Why your clients aren't calling back

5 min read


It’s tough enough to bring in new clients, so it can feel almost devastating when someone you thought would call back or buy again, doesn’t.

If this sounds achingly familiar, then it’s likely that:

A.      You haven’t been working with your ideal client or

B.      You have, but you haven’t been able to form an authentic connection with them.

Let’s address both.


When you started your business, whether you knew it or not, you had your ideal client in mind. When you envisioned what it would be like, they were the ones happily raving about your product or services.

But then, let’s be honest, you started out and you settled. You said yes to every client that walked through the door because you were desperate to get up and running. Your ideal client was left in the dust and you were left burned out and discouraged.   

I know because I’ve been there. Serving your non-ideal client inevitably bites you in the ass.
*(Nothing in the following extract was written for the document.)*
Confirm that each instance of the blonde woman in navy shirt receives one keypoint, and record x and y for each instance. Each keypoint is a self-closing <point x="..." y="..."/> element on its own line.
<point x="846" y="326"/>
You won’t share similar values and they won’t connect to your larger message or vision. It won’t match your initial vision or satisfy your WHY – the reason you started the business in the first place. You won’t be building the business you thought you were.

Even worse, they’ll end up being the one that wastes your time, leaves bad reviews and never recommends your product/services. Eventually, the relationship will fizzle out and die.

What to do?

1.   Identify your ideal client


Know exactly who he/she is. Answer as many questions about them as you can. Where does this person shop? How much do they spend on products and services? Where do they live? Age? Do they have a family? Where do they work? Do they drive? How often are they online? What’s their education level?

Go so far as giving your ideal client a name. They’re the person you’ll be targeting in your marketing, so get specific.

If you’re having trouble, remember that you are not your ideal client, but your values are your common denominator, so answer these questions with your own values in mind.

2.   Align your branding

Done well, your branding will help you filter out the non-ideal. When you tap into your ideal client’s values, certain people will resonate with that and others won’t.

By speaking your ideal customer’s language, you create a visceral reaction to your branding and your story.  For more on this, see Jeffrey Shaw the Lingo Guy. Here’s an interesting podcast where he talks about this in more detail: (https://www.jamestaylor.me/jeffrey-shaw-lingo/). He also has a book on the topic.

If you've been working with your ideal client, but they're still not calling back, it's possible that


There’s a level of transparency with brands that we didn’t have before. Social media gives us a glimpse behind the scenes and we can interact with brands instantaneously. Now more than ever, people expect authentic connection. That’s what breeds trust and brand loyalty.

Here are a few ways to form that bond:

1.   Create a consistent experience

When communicating directly with your clients, are you speaking to the same underlying values that came through in your branding? When they experience your products/services, do they get what they expected and feel what they thought they would feel?

The message behind your marketing and your product/service experience should be congruent. Stay consistent with your branding and follow through on what you promised.

2.   Be attentive

Listen to your ideal client’s needs. Not only the ones they tell you about, but also the unspoken ones. For example, if they say something is important to them, try to understand why. Read between the lines. Probe for detail. Seemingly insignificant details will help you fully understand who they are.

Give your client your full presence. The best way to form an authentic connection is to listen attentively without running a script in your head about what you’re going to say next.

“The biggest communication problem is we do not listen to understand. We listen to reply.” - Stephen Covey

3.   Connect to your WHY

The sales process shouldn’t feel icky. If it does, then perhaps you’ve disconnected from the WHY behind what you’re doing. If you’re doing it for money alone, then that will be your focus and it will come across to your clients.

When you show up to authentically serve without attachment to the sale, they’ll feel it and they’ll come back for that feeling. The bonus is you’ll likely get the sale anyway, because you’ve taken the time to truly understand their wants and needs.